5 Most Useful Applications of the Htaccess File
The.htaccess file can be best understood as a per-directory server configuration file. It is stored in the server's root folder (".../htdocs") or any of its subdirectories. The file contains directives (server commands), which apply to resources served out of the directory in which the file is stored, and allow users to override the server's main configuration file.

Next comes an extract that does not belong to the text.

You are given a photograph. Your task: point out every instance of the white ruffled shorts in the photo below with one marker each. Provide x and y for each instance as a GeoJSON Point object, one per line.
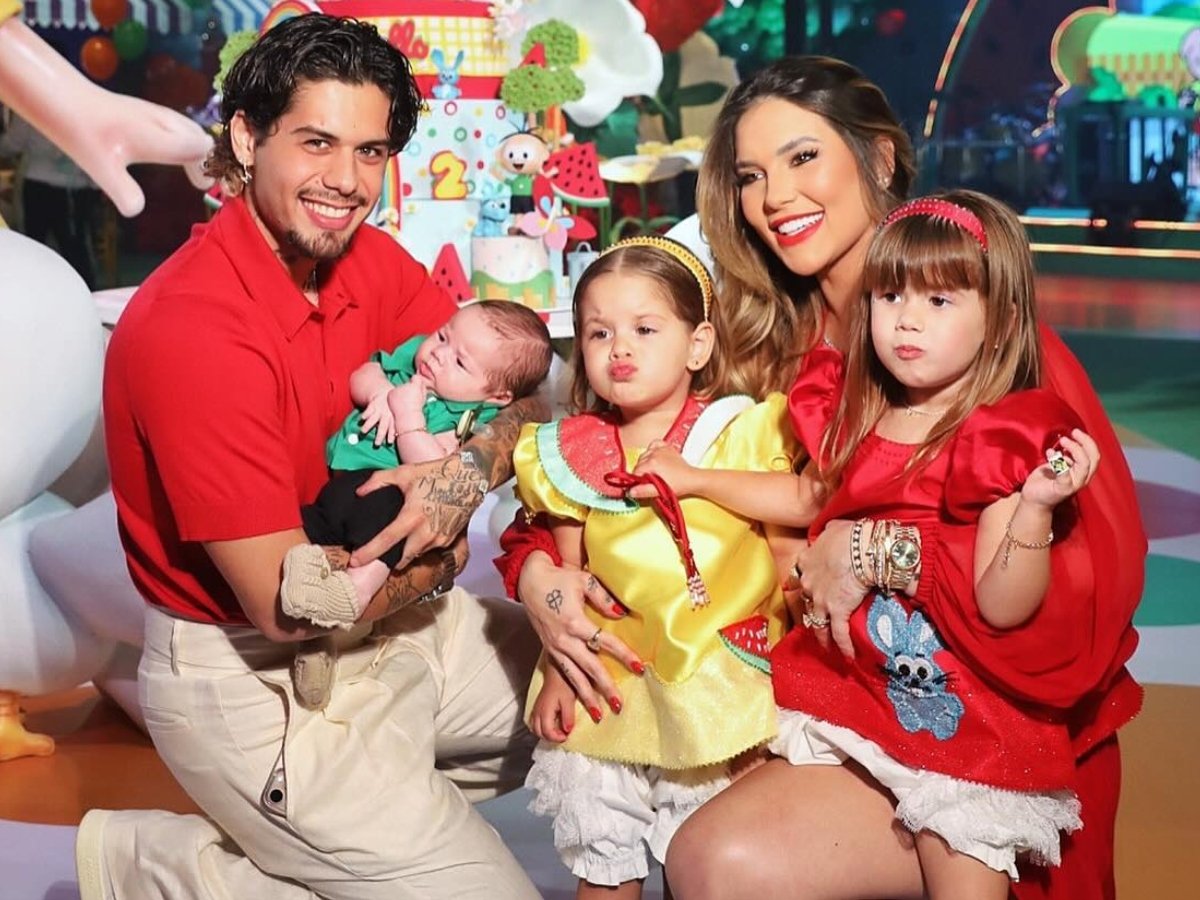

Below we have compiled a list of 5 most common tasks that can be easily implemented using the.htaccess file to improve the functionality and SEO-compatibility of your website. These include password protection, URL redirection, custom error pages, IP access control, and setting an alternative index file.
URL Redirects
Perhaps the most powerful use of the.htaccess file from the SEO perspective is the Redirect directive. The directive can be used to redirect the client to not just a different file on the same server but also to a different website. Redirecting can help navigate visitors to the right content after website reorganization or changes to file names. In addition, the Redirect command can help solve the problem of duplicate content, which could otherwise adversely affect your website's SEO. It can be implemented as follows:
1. Redirect old_url new_url
The Redirect directive simply maps a URL onto a new one. But in terms of redirecting traffic, the directive is just a drop in the ocean. If you are looking for something more powerful and versatile then you should try out the URL Rewriting Engine, or mod_rewrite, which is a standard Apache module that employs PCRE regular-expression parser, allowing you to rewrite URL requests dynamically. One application of the Rewriting Engine is to redirect users accessing your domain with the leading "www.", for example www(dot)yourwebsite(dot)com, to an address without the "www.", i.e. yourwebsite(dot)com. Here is a code from the.htaccess file shipped with Drupal 7, a popular open-source CMS, which achieves just that:
1. RewriteEngine on
2. RewriteCond %{HTTP_HOST} ^www\.(.+)$ [NC]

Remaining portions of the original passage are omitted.